What does this mean?

By curating a list of returned LSBs, it is possible to brute force the key byte by byte.

onebyte

As the payload byte increments, XORing with the static key changes its value, returning different Sbox numbers. Therefore, the list of leaked Sbox LSBs matches the Sbox LSBs of a given key byte XORed with the incremented payload byte.

bytesolve

for key in range(0xff): #tests all possible bytes
    testleak = [0] * size
    for pos in range(size):
        testleak[pos] = Sbox[data_byte[pos] ^ key] & 0x1 #gets LSB of possible Sbox match
    if leak == testleak: #leak list defined previously
        print("MATCH: 0x{:02x}".format(key))
        final = key
        break

We have successfully brute forced the first byte of the AES key.

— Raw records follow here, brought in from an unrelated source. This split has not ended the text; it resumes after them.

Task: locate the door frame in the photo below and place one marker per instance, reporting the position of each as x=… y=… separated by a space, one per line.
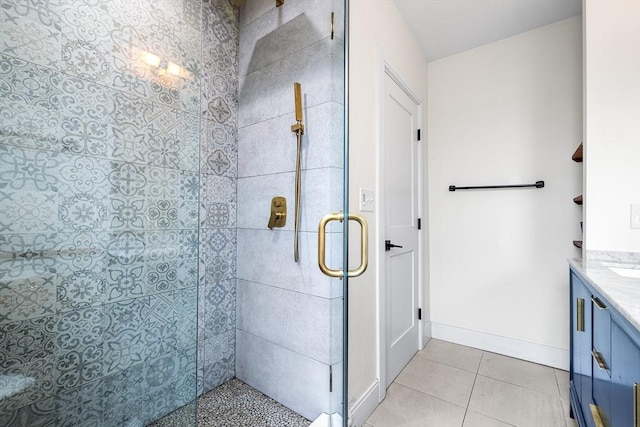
x=381 y=285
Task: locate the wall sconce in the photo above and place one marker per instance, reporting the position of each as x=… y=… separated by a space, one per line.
x=164 y=67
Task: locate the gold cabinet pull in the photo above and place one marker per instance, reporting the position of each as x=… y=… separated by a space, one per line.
x=595 y=413
x=364 y=242
x=599 y=360
x=599 y=303
x=636 y=405
x=580 y=315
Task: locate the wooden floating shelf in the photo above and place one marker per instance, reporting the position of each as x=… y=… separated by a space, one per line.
x=577 y=155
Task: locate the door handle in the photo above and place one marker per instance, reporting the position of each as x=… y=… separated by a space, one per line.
x=364 y=245
x=388 y=245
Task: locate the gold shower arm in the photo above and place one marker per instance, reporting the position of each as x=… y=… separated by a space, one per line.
x=298 y=129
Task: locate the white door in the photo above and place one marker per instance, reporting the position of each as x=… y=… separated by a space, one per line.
x=400 y=180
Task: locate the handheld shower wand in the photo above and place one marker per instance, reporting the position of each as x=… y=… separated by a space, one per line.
x=298 y=129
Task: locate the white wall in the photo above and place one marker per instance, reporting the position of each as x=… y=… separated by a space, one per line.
x=612 y=123
x=506 y=113
x=377 y=33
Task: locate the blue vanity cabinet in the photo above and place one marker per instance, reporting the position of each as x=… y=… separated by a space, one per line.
x=601 y=359
x=625 y=375
x=580 y=372
x=604 y=362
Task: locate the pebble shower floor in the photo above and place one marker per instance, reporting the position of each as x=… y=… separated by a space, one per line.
x=235 y=404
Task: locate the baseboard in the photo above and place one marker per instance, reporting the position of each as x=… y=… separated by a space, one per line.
x=427 y=333
x=532 y=352
x=362 y=409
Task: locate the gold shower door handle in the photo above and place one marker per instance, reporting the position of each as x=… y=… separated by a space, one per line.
x=364 y=242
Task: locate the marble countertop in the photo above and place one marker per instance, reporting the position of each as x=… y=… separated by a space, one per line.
x=621 y=292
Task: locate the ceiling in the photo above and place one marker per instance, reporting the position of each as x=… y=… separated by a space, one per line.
x=447 y=27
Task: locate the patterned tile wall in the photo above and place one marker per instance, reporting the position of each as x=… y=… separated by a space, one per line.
x=118 y=168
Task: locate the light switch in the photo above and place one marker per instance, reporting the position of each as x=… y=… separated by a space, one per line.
x=635 y=216
x=367 y=200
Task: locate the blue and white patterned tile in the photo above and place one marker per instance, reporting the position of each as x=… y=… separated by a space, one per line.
x=218 y=252
x=162 y=276
x=28 y=255
x=29 y=211
x=124 y=336
x=30 y=109
x=145 y=392
x=31 y=30
x=128 y=179
x=80 y=354
x=81 y=406
x=126 y=248
x=28 y=349
x=38 y=383
x=84 y=175
x=128 y=213
x=190 y=184
x=84 y=212
x=171 y=214
x=219 y=149
x=83 y=254
x=80 y=289
x=124 y=282
x=23 y=169
x=39 y=414
x=218 y=202
x=220 y=308
x=164 y=183
x=172 y=314
x=85 y=123
x=27 y=297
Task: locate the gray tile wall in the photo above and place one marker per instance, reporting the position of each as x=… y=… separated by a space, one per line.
x=289 y=314
x=117 y=208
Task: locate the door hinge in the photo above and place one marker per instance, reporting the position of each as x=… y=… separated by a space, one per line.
x=330 y=379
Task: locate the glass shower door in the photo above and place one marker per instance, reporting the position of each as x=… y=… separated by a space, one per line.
x=99 y=201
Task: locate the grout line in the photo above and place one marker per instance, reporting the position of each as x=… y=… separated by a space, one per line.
x=466 y=409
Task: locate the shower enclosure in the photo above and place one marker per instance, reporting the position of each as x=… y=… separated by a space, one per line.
x=141 y=143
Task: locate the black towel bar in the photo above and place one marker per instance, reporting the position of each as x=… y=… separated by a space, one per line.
x=538 y=184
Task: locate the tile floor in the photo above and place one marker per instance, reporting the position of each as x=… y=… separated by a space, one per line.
x=448 y=385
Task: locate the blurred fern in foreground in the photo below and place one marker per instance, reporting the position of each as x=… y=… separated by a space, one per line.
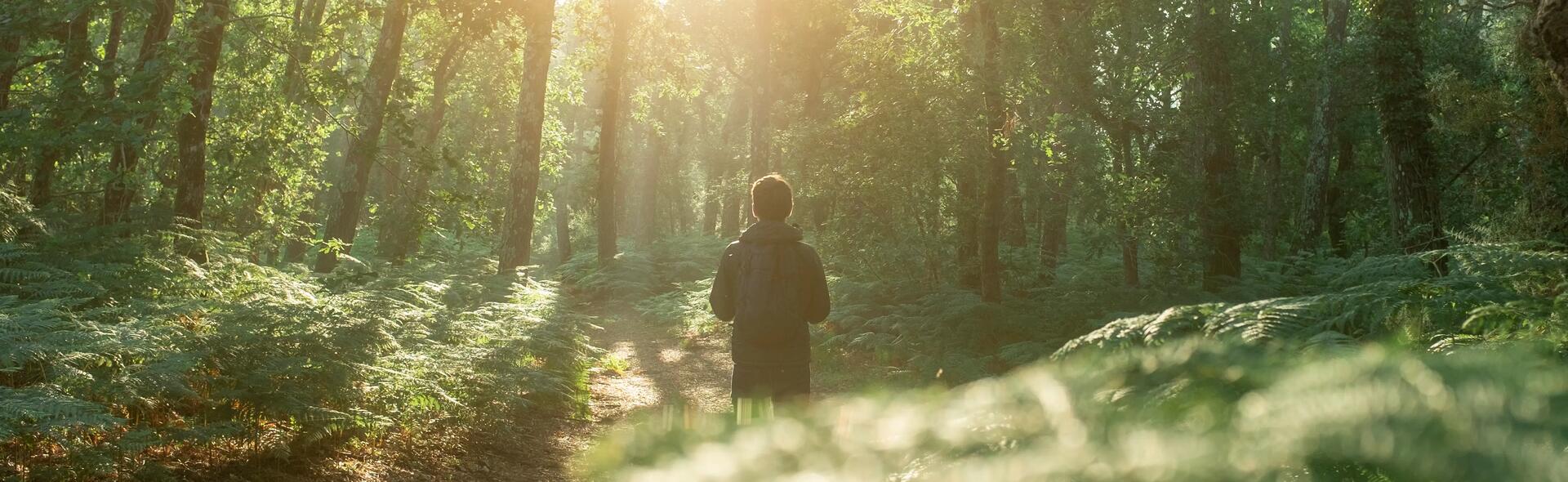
x=1499 y=292
x=1192 y=410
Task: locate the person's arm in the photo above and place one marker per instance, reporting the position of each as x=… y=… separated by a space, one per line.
x=724 y=296
x=817 y=301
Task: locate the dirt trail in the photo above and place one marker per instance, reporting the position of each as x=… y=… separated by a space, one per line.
x=662 y=369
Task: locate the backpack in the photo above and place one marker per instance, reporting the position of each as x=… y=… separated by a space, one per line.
x=770 y=294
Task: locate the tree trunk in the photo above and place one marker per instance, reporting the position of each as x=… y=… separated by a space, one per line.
x=761 y=95
x=1218 y=217
x=1338 y=203
x=119 y=192
x=564 y=223
x=1405 y=115
x=621 y=22
x=516 y=243
x=1013 y=219
x=295 y=90
x=363 y=146
x=653 y=168
x=1549 y=32
x=1000 y=162
x=1325 y=127
x=73 y=96
x=190 y=134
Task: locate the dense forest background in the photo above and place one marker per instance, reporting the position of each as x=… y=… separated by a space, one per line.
x=279 y=228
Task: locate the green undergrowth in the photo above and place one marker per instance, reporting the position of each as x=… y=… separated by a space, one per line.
x=121 y=359
x=1490 y=292
x=1191 y=410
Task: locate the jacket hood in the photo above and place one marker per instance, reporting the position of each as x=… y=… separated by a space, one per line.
x=772 y=233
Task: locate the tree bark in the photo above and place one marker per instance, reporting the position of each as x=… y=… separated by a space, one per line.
x=66 y=115
x=119 y=192
x=190 y=134
x=1549 y=32
x=1405 y=115
x=621 y=22
x=405 y=223
x=1338 y=201
x=363 y=146
x=1325 y=126
x=653 y=170
x=516 y=243
x=761 y=95
x=1217 y=216
x=1000 y=159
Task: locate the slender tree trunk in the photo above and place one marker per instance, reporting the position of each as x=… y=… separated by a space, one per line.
x=190 y=134
x=653 y=170
x=364 y=145
x=761 y=95
x=1549 y=32
x=1218 y=214
x=516 y=242
x=1121 y=141
x=405 y=223
x=731 y=197
x=295 y=88
x=10 y=47
x=1325 y=126
x=1013 y=212
x=621 y=22
x=564 y=223
x=1407 y=118
x=109 y=74
x=1338 y=201
x=73 y=96
x=119 y=192
x=1000 y=160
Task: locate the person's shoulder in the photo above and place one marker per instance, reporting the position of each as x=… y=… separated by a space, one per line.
x=733 y=248
x=806 y=247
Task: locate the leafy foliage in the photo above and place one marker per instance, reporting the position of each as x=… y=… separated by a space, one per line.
x=112 y=349
x=1184 y=412
x=1493 y=291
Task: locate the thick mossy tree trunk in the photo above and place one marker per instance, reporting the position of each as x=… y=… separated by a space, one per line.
x=405 y=221
x=1327 y=112
x=1213 y=109
x=146 y=82
x=1549 y=32
x=1405 y=110
x=364 y=143
x=516 y=243
x=71 y=83
x=1000 y=159
x=190 y=134
x=621 y=24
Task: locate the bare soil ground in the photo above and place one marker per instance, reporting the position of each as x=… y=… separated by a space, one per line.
x=661 y=369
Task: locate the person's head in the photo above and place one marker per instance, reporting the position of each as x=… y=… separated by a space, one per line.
x=772 y=199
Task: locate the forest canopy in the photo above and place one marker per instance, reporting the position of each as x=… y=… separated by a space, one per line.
x=283 y=230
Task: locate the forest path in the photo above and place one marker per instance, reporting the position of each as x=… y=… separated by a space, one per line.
x=661 y=371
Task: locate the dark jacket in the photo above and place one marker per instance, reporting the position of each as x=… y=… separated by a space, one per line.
x=811 y=303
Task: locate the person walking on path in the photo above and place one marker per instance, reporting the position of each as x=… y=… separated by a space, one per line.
x=770 y=286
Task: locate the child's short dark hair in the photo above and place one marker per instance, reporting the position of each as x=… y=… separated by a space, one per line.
x=772 y=199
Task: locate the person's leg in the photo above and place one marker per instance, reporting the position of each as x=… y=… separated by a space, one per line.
x=792 y=385
x=748 y=391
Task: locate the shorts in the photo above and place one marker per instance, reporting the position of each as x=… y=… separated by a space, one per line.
x=789 y=382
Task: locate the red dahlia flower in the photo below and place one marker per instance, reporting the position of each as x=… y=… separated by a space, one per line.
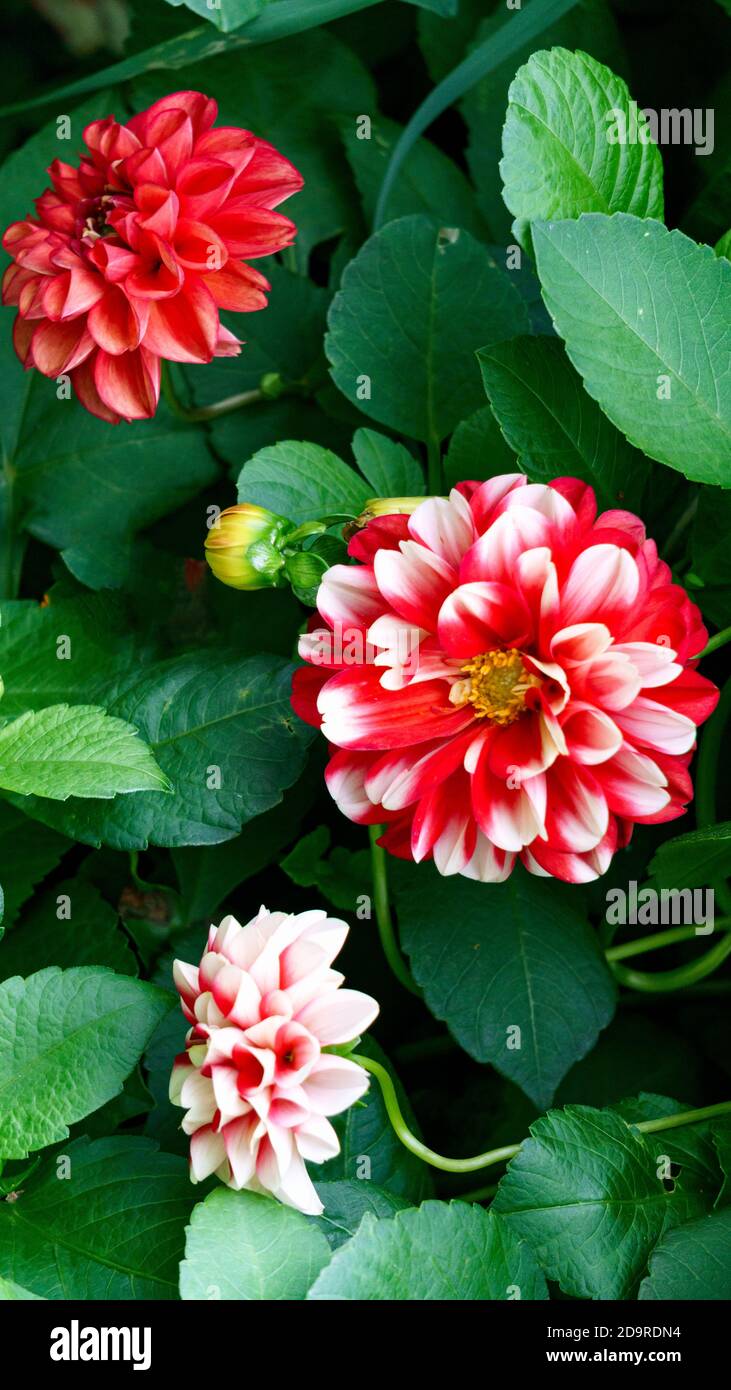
x=134 y=252
x=506 y=673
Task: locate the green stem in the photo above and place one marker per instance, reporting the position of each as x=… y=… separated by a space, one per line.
x=434 y=469
x=716 y=641
x=662 y=938
x=664 y=980
x=412 y=1143
x=382 y=913
x=498 y=1155
x=709 y=761
x=706 y=1112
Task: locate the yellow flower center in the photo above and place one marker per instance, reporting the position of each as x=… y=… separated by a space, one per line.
x=495 y=684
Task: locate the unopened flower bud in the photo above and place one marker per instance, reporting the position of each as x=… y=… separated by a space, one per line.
x=243 y=546
x=388 y=508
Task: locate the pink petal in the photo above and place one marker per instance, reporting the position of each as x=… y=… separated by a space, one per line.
x=481 y=616
x=414 y=581
x=338 y=1016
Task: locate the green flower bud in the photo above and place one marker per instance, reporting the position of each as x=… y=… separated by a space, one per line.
x=243 y=546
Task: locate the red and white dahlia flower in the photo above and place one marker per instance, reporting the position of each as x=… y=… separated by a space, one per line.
x=134 y=252
x=505 y=673
x=255 y=1079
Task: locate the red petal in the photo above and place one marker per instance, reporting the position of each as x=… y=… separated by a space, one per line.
x=184 y=328
x=129 y=384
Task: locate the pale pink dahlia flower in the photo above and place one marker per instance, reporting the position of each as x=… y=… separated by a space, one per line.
x=503 y=673
x=255 y=1079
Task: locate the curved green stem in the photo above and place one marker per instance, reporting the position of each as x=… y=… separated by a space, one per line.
x=384 y=916
x=412 y=1143
x=496 y=1155
x=434 y=469
x=664 y=980
x=660 y=938
x=716 y=641
x=706 y=1112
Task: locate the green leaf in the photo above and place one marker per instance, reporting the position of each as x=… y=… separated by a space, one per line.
x=444 y=7
x=645 y=312
x=587 y=25
x=585 y=1194
x=414 y=306
x=494 y=961
x=209 y=873
x=75 y=751
x=478 y=451
x=387 y=466
x=163 y=1122
x=555 y=427
x=695 y=1176
x=692 y=1262
x=560 y=153
x=103 y=1221
x=503 y=43
x=225 y=14
x=70 y=925
x=341 y=877
x=32 y=849
x=278 y=21
x=302 y=481
x=694 y=859
x=224 y=733
x=430 y=181
x=67 y=1041
x=242 y=1246
x=346 y=1204
x=11 y=1293
x=67 y=649
x=442 y=1251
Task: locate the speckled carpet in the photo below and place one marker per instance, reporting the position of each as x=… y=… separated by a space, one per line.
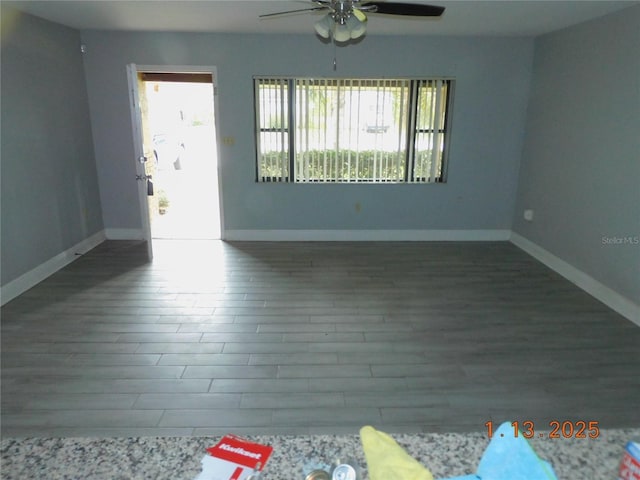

Now repeat 15 more times and we've got the encryption key!

For the python solution code, see "power.py".

asciinema

Final Thoughts

Overall, this was a fun challenge and a fantastic introduction to side-channel attacks. After several hours of scripting, the key is produced in 90 seconds.

Author's Note
Use the variable `SILENT=1` with `python3 power.py` to witness the beauty of the password oracle.